CVE-2016-6347: Cross-site scripting (XSS) vulnerability in the default exception handler in RESTEasy allows remote attackers to inject arbitrary web script or HTML via unspecified vectors.
CVE-2016-6346: RESTEasy enables GZIPInterceptor, which allows remote attackers to cause a denial of service via unspecified vectors.
CVE-2016-6345: RESTEasy allows remote authenticated users to obtain sensitive information by leveraging "insufficient use of random values" in async jobs.
CVE-2016-6348: JacksonJsonpInterceptor in RESTEasy might allow remote attackers to conduct a cross-site script inclusion (XSSI) attack.
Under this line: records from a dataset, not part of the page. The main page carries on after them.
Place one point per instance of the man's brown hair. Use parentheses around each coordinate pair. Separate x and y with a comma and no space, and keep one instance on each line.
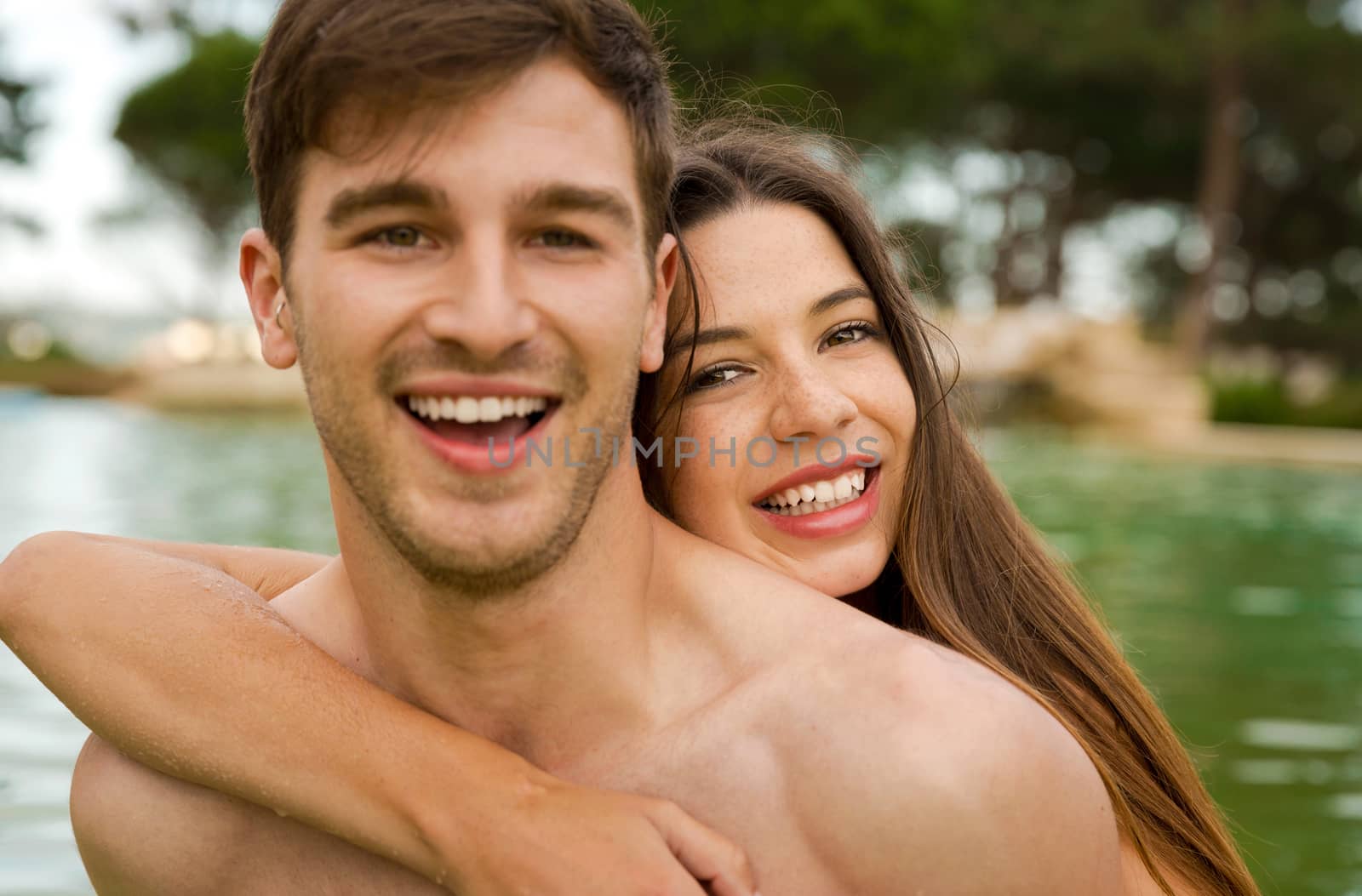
(392,59)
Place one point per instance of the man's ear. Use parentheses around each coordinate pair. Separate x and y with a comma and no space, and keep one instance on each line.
(262,276)
(667,265)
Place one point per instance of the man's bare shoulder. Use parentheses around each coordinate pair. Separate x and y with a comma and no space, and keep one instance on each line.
(145,834)
(910,762)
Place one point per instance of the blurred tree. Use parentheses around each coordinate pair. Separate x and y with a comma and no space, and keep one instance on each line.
(1239,112)
(184,128)
(18,124)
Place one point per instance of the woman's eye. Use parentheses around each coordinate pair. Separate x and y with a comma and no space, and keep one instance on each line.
(851,333)
(714,378)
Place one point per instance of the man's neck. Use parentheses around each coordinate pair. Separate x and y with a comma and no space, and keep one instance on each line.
(547,671)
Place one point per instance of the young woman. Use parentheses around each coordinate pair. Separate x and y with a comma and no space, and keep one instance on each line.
(126,633)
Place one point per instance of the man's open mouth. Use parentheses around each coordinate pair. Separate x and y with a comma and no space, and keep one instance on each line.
(474,419)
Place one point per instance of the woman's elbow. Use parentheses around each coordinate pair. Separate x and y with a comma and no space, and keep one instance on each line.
(25,572)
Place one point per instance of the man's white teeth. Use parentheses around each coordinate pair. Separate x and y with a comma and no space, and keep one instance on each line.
(812,497)
(465,408)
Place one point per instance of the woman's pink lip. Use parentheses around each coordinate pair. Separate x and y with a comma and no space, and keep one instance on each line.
(839,521)
(469,458)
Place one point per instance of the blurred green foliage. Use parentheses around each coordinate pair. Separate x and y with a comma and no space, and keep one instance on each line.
(18,124)
(184,127)
(1270,402)
(1090,109)
(1116,99)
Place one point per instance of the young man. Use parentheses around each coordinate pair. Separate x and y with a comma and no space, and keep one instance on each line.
(465,199)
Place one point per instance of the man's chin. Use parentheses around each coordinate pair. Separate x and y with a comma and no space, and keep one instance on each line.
(481,574)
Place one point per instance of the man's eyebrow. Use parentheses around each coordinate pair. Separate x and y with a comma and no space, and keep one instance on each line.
(352,203)
(556,197)
(837,297)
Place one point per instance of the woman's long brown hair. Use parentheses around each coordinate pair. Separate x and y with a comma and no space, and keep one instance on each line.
(969,571)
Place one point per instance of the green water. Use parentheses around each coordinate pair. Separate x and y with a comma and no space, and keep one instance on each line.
(1237,591)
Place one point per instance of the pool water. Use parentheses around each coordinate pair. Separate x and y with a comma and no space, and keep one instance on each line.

CVE-2020-1695: A flaw was found in all resteasy 3.x.x versions prior to 3.12.0.Final and all resteasy 4.x.x versions prior to 4.6.0.Final, where an improper input validation results in returning an illegal header that integrates into the server's response. This flaw may result in an injection, which leads to unexpected behavior when the HTTP response is constructed.
CVE-2018-1051: It was found that the fix for CVE-2016-9606 in versions 3.0.22 and 3.1.2 was incomplete and Yaml unmarshalling in Resteasy is still possible via `Yaml.load()` in YamlProvider.